From experience I know that VOC exposure leads to burning sensations in this area of the sternum and a feeling of 'flattening' of the chest. So in this thought experiment, I relate back to the chest CT scan and ask the question, "is the abnormally small space underneath the sternum evidence of this impact from VOCS?". I think that it could be and it makes sense regarding symptomology. The mechanism of which this compression is occurring is not clear. It could be from just an abundance of apoptosis in that general tissue space. It could also be that this VOC exposure causes junction proteins to separate, and this barrier separation leads to tissue fragility, which leads to compression. It could be multiple things happening at the same time. But the pressure now is put on other researchers who have a large patient population that can look at CT scans, with an idea of what they are looking for, to confirm this. Then a histological analysis will be needed to confirm how the compression is occurring and what cells/structures are affected.

I don't think this chest compression in of itself is enough to cause ME/CFS. In individuals that have more pronounced cases, something like thoracic outlet syndrome may be suspected. However, it then becomes a contributor to pathology. If there is chest compression, this may limit blood/lymphatic flow, which would exacerbate other disease states. So then it becomes a therapeutic target; ie if you could surgically or otherwise undo this chest compression, this may improve symptoms elsewhere in the body.
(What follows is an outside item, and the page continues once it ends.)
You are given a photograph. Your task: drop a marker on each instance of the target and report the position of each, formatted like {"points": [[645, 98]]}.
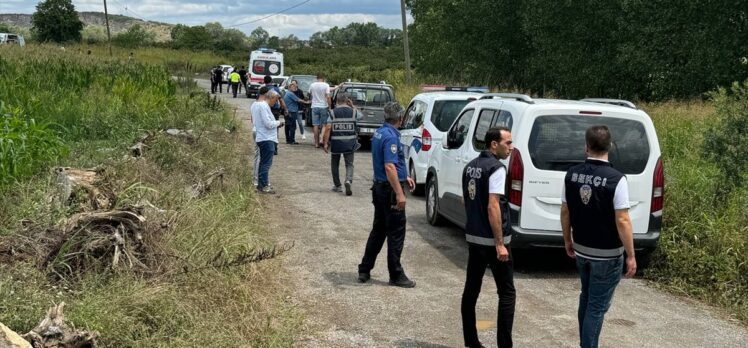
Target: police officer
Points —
{"points": [[342, 140], [388, 197], [597, 229], [488, 235]]}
Regarding the Cell Trend autoantibodies: the proposal for the antibodies being a 'marker of gut permeability' is not my own theory. This was proposed by Sfera in his 2021 paper, "Endothelial senescence and Chronic Fatigue Syndrome, a COVID-19 Based Hypothesis". Here, he makes the case for barrier problems being implicated in ME/CFS (although he only focused on endothelial barrier). But he made the proposal that those adrenergic antibodies are a sign of leaking bacterial antigens. I only repeat this proposal because I haven't heard anyone else bring it up and I think it's a good idea that fits in well with the theory I proposed. But regarding your comment that "the next step is determining that these antibodies are elevated more in ME/CFS than controls". I believe that has been proven, but even if it hasn't that's not necessarily the case. It may still be a marker for barrier permeability that occurs in a healthy person, but without specific exposures reaching above a certain threshold, that person doesn't transition into the ME/CFS disease state (as I said, barrier permeability is only 1 step). Or depending on other genetic (etc) factors, that person may end up with cancer or allergies or something different. This idea is also supported by the treatment histogram showed at the end, where (albiet the n value for this was small) the top reported treatment option was Larazotide Acetate, which is an anti-zonulin (regulator of barrier permeability).
Endothelial Senescence and Chronic Fatigue Syndrome, a COVID-19 Based Hypothesis
Endothelial Senescence and Chronic Fatigue Syndrome, a COVID-19 Based Hypothesis

 

I haven't dug deeply into this, but might be relevant:

Molecular mechanisms underpinning laser printer
and photocopier induced symptoms, including
chronic fatigue syndrome and respiratory
tract hyperresponsiveness: pharmacological
treatment with Cinnamon and Hydrogen, 2014

Worth noting that Conflict of Interest says that the author sells the treatment they are discussing.